Making Work Pay Credit that was available and applicable for the 2010 calendar and tax year, for tax returns that were filed in 2011 in no longer available for the 2011 and 2012 tax returns filers. This is after The Unemployment Insurance Reauthorization and Job Creation Act that was signed into law on December 17, 2010 failed to renew the Making Work Pay Credit.
However, the Payroll Tax Holiday, which was also in place in 2011, was introduced as a “replacement” tax break for the 2012 tax returns filers. Even though the Payroll Tax Holiday had been initially slated to expire in February 2012, it was extended to the end of the year. Under this plan, employees must have so far, realized some extra bucks on their paychecks each payday, and will remain so all through the year.

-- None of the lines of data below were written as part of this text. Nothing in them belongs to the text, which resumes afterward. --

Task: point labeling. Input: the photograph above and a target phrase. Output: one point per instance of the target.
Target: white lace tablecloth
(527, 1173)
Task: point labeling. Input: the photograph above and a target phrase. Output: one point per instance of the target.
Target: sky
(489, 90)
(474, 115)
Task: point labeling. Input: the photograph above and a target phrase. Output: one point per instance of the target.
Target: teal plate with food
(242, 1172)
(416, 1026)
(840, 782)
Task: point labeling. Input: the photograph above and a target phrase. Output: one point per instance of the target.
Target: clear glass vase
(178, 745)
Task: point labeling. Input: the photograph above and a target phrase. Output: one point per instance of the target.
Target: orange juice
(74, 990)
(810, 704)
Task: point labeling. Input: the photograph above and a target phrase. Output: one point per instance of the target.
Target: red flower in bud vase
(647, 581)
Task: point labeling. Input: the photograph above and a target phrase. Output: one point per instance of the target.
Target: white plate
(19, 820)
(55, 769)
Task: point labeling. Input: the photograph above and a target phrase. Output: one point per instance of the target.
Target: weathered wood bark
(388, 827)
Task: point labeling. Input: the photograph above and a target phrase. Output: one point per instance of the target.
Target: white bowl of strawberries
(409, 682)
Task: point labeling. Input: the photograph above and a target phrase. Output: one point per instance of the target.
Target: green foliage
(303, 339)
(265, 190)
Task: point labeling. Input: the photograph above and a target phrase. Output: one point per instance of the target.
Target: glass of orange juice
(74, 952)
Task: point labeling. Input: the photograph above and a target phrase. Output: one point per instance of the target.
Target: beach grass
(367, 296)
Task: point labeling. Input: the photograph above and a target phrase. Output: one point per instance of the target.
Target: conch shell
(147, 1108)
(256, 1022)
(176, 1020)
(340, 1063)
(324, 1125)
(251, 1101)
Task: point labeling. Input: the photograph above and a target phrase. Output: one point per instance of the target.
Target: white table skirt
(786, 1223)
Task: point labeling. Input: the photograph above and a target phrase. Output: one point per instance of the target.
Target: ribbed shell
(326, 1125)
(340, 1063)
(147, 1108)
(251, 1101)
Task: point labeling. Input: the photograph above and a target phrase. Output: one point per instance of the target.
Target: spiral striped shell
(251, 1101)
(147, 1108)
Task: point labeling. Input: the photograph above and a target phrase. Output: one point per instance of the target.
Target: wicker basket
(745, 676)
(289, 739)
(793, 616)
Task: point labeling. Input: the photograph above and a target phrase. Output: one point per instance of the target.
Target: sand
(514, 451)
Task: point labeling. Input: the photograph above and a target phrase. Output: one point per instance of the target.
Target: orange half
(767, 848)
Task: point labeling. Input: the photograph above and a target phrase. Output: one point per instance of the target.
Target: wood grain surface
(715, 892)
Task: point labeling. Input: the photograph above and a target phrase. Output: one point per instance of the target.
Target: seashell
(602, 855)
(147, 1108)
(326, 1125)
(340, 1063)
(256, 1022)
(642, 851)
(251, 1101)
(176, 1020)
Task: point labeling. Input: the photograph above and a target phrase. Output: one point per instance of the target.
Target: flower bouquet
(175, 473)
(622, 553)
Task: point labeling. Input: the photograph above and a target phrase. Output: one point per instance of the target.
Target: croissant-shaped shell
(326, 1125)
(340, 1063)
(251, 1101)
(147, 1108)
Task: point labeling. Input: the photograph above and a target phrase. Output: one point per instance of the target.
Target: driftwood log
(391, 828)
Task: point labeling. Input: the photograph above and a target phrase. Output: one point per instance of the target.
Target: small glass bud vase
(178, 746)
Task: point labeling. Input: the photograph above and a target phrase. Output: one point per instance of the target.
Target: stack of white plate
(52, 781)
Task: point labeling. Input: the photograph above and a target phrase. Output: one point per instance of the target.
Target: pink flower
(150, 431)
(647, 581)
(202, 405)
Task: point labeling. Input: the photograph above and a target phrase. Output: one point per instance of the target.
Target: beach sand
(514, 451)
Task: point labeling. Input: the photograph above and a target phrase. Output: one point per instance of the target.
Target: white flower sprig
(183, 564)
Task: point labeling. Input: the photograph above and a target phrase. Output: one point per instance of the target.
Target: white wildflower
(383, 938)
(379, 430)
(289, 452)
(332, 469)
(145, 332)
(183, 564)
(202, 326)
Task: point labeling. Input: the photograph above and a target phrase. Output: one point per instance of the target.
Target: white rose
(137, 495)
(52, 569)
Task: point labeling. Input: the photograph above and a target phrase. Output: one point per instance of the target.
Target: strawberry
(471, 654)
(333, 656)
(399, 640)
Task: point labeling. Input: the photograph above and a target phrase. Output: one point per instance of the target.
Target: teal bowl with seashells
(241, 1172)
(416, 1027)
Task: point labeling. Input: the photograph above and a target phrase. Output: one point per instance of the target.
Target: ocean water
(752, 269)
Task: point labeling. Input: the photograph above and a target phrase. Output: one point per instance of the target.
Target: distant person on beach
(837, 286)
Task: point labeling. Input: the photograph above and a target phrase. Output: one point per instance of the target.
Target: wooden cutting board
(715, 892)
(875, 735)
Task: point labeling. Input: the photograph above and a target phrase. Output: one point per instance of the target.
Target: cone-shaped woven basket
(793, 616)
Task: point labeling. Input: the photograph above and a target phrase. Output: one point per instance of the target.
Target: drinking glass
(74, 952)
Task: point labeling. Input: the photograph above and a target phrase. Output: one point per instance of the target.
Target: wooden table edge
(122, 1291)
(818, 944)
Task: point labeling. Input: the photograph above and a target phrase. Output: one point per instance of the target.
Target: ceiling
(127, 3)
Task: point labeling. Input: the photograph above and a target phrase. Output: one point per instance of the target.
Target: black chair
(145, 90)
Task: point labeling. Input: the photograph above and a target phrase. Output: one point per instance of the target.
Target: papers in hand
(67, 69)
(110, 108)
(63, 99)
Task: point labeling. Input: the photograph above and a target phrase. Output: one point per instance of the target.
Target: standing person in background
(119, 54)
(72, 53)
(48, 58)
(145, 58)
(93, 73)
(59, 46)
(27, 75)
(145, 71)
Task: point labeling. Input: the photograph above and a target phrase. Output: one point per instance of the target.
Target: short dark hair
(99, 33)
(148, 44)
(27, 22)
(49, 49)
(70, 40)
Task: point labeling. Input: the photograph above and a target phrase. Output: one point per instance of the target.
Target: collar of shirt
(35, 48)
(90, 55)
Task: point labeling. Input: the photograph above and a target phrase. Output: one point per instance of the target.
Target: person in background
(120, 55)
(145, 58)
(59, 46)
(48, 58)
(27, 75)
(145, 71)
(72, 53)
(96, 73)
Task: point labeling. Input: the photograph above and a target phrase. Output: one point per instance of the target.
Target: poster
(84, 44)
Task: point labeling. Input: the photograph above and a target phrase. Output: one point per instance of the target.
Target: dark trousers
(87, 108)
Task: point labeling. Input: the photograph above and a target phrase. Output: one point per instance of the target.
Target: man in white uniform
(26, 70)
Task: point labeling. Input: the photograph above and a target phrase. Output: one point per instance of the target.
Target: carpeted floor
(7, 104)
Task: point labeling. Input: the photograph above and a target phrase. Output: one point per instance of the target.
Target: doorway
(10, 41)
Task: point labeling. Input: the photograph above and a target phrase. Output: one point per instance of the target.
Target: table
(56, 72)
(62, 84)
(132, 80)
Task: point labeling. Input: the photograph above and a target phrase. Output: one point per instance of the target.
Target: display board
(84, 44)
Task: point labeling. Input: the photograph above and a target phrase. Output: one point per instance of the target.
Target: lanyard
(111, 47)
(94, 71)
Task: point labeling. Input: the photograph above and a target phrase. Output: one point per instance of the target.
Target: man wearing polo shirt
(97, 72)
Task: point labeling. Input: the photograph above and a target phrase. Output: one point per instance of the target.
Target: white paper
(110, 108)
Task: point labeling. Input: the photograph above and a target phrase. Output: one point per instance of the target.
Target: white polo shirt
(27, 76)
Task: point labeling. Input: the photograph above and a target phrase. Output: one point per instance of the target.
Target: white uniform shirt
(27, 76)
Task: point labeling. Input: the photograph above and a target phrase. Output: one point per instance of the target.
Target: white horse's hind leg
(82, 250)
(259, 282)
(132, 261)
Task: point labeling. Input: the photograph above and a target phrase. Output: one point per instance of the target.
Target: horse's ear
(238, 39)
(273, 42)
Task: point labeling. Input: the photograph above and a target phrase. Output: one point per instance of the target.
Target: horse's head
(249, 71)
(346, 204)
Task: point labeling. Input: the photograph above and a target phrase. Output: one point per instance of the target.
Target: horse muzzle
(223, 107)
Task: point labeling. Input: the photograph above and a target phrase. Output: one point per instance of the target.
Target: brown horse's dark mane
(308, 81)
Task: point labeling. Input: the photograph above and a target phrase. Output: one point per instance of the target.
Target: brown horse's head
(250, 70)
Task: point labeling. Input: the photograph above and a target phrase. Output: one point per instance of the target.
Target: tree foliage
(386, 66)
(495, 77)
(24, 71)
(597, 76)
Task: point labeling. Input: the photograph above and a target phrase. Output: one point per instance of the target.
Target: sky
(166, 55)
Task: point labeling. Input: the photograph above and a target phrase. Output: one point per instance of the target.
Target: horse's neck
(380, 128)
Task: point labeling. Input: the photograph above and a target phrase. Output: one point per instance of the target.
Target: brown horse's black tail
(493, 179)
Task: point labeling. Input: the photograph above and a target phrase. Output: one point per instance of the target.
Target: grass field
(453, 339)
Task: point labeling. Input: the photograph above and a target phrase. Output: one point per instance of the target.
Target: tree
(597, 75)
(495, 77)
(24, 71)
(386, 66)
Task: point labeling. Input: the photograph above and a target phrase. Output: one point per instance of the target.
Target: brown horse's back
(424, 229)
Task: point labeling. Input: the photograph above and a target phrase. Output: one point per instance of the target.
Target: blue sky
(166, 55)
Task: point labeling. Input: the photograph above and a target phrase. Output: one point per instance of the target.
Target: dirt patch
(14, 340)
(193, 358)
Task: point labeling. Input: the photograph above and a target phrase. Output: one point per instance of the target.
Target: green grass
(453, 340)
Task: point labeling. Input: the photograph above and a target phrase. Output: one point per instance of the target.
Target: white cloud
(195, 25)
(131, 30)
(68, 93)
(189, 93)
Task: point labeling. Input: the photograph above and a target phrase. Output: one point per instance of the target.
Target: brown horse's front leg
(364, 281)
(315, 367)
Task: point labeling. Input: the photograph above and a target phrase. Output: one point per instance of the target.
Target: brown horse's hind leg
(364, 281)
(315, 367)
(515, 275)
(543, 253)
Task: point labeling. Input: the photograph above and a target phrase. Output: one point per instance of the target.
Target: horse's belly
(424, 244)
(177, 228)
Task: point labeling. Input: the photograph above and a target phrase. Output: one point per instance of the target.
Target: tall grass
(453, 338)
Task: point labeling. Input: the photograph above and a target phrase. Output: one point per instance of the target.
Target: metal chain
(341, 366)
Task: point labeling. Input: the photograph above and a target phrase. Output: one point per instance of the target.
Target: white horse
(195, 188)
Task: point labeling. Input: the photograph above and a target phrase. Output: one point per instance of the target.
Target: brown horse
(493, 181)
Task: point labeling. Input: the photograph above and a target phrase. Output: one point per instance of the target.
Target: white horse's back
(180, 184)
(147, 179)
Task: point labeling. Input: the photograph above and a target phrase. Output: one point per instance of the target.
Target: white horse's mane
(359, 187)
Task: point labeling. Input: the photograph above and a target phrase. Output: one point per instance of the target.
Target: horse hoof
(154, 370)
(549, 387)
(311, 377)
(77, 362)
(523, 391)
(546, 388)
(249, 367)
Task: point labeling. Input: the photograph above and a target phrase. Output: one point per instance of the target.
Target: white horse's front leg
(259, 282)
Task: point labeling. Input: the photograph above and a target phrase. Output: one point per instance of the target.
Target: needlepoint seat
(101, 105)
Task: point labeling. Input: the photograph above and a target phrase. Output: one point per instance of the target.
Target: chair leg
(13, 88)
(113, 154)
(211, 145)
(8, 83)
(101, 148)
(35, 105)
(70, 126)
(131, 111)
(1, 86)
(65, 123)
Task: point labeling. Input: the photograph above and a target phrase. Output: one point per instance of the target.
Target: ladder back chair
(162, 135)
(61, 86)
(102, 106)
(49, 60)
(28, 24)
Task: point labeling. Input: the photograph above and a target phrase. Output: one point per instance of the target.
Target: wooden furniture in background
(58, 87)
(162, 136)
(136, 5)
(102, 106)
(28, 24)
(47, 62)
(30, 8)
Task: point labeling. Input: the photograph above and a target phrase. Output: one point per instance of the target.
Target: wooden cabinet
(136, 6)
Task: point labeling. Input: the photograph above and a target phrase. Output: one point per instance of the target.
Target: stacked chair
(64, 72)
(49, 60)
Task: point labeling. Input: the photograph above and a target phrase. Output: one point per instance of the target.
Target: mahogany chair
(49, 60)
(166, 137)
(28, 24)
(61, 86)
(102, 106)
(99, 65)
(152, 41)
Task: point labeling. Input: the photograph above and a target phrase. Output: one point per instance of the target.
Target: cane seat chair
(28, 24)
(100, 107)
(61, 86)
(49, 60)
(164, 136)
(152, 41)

This has been the case due to the reduction of the payroll tax contributions for federal reasons by two percent for the employees. Social Security tax rate of 6.2% was slashed by 2% to 4.2%. However, the Payroll Tax Holiday did not affect the Medicare Contributions, as they remained intact. Also unaffected, is the cap for Social Security taxes (this cap is not available for Medicare tax.)
One significant difference between the Making Work Pay Credit and Payroll Tax Holiday lies in the requirements. While the former required taxpayers to file a Schedule M, the Payroll Tax Holiday has no such requirement; you don’t have to do anything. Any employee who receives the form W-2 is as good as having already enjoyed the credit’s benefit. More schedules or forms to fill are not requited in this case.
The case might be a bit different with self-employed individuals, as they have to do a little more work than their employed colleagues. The break is also applicable to self-employed taxpayers whose SE (Self-employed) tax is equally shed by two percent, the same way it was calculated on their 2011’s federal tax returns. The reduction has however, to be figured out by the individual, since it is calculated on Form 1040.
This might be a bit confusing, but Congress should shoulder the blame, as they are constantly terminating certain credits while drawing up new ones. It is obvious that these alterations cause taxpayers and even tax experts a lot of headache. It takes time and effort to figure out how most of the new tax breaks work, but it will be worth it when you are properly filing your taxes and either enjoying extra tax savings or avoiding an IRS audit.